Privée de parole à la SADC depuis 2024, la RDC recouvre ses droits après apurement de ses arriérés

Privée de droit de parole aux réunions de la Communauté de développement de l'Afrique australe (SADC) depuis 2024 en raison de l'accumulation des arriérés de contributions, la République démocratique du Congo (RDC) a recouvré le plein exercice de ses droits au sein de cette organisation régionale.

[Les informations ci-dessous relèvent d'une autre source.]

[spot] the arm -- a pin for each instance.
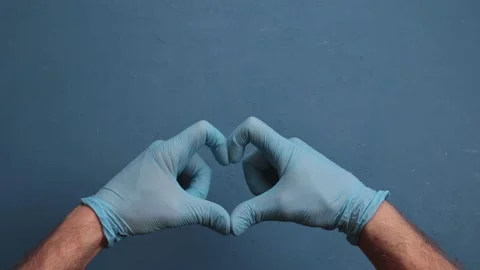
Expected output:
(390, 242)
(142, 198)
(72, 245)
(293, 182)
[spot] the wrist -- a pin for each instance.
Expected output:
(359, 210)
(113, 226)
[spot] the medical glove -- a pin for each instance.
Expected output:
(293, 182)
(146, 197)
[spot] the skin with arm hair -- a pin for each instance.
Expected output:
(293, 182)
(71, 246)
(390, 242)
(142, 198)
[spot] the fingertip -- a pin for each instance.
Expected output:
(235, 150)
(221, 154)
(241, 219)
(221, 222)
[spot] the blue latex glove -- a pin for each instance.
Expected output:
(293, 182)
(146, 197)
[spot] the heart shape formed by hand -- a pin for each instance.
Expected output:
(292, 181)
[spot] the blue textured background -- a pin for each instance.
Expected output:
(388, 89)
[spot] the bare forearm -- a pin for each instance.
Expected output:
(71, 246)
(390, 242)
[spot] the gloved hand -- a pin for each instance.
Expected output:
(293, 182)
(146, 197)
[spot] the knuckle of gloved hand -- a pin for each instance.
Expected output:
(252, 121)
(285, 200)
(156, 147)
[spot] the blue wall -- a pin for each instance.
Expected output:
(388, 89)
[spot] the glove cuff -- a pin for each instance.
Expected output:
(113, 225)
(360, 208)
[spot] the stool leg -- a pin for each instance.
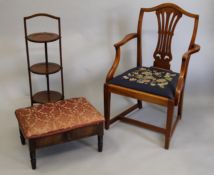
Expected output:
(32, 150)
(22, 137)
(100, 143)
(140, 105)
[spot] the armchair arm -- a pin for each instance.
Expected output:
(117, 56)
(126, 39)
(183, 71)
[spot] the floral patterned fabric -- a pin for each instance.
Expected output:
(61, 116)
(149, 79)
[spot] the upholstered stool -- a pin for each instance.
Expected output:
(59, 122)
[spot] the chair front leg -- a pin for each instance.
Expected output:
(170, 109)
(180, 105)
(107, 101)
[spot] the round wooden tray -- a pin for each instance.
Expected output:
(41, 68)
(44, 96)
(43, 37)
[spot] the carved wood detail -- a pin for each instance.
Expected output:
(167, 21)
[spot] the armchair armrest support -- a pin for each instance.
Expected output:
(184, 66)
(126, 39)
(117, 56)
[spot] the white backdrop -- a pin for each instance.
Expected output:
(89, 30)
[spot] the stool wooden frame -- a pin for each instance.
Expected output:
(164, 39)
(75, 134)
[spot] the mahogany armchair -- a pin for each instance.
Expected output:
(157, 84)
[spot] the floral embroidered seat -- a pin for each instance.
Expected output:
(58, 122)
(149, 79)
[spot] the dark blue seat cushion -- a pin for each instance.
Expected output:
(149, 79)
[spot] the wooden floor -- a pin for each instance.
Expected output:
(127, 149)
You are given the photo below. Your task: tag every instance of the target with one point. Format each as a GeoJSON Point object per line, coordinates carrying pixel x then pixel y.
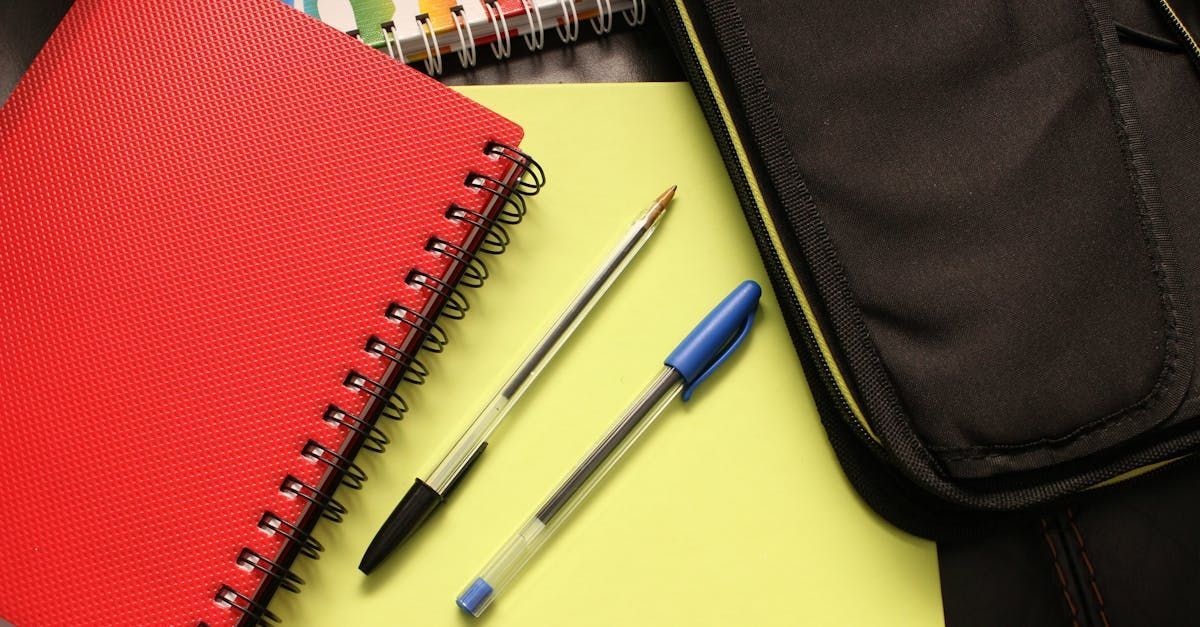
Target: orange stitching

La décision a été entérinée lors de la réunion du Conseil des ministres de la SADC, tenue mercredi 12 août à Durban, en Afrique du Sud, en prélude du 46ᵉ Sommet ordinaire des chefs d’État et de gouvernement.

Privée de parole à la SADC depuis 2024, la RDC recouvre ses droits après apurement de ses arriérés
Photo officielle du 44e Sommet des chefs d'État et de gouvernements de la SADC

Selon la cellule de communication du ministère congolais de l’Intégration régionale, RDC peut désormais participer pleinement aux réunions, aux consultations et aux processus décisionnels de l'organisation. 

‎Pour le ministère, cette levée constitue un levier pour consolider la position de la RDC en tant qu'acteur majeur de l'Afrique australe.

‎"Cette décision revêt une importance particulière dans le contexte actuel, notamment au regard des enjeux sécuritaires dans l’Est de la RDC. Elle permettra au pays de prendre pleinement part aux discussions et aux mécanismes régionaux de recherche de solutions, mais également de renforcer sa coopération avec les États membres de la SADC", peut-on lire dans le document.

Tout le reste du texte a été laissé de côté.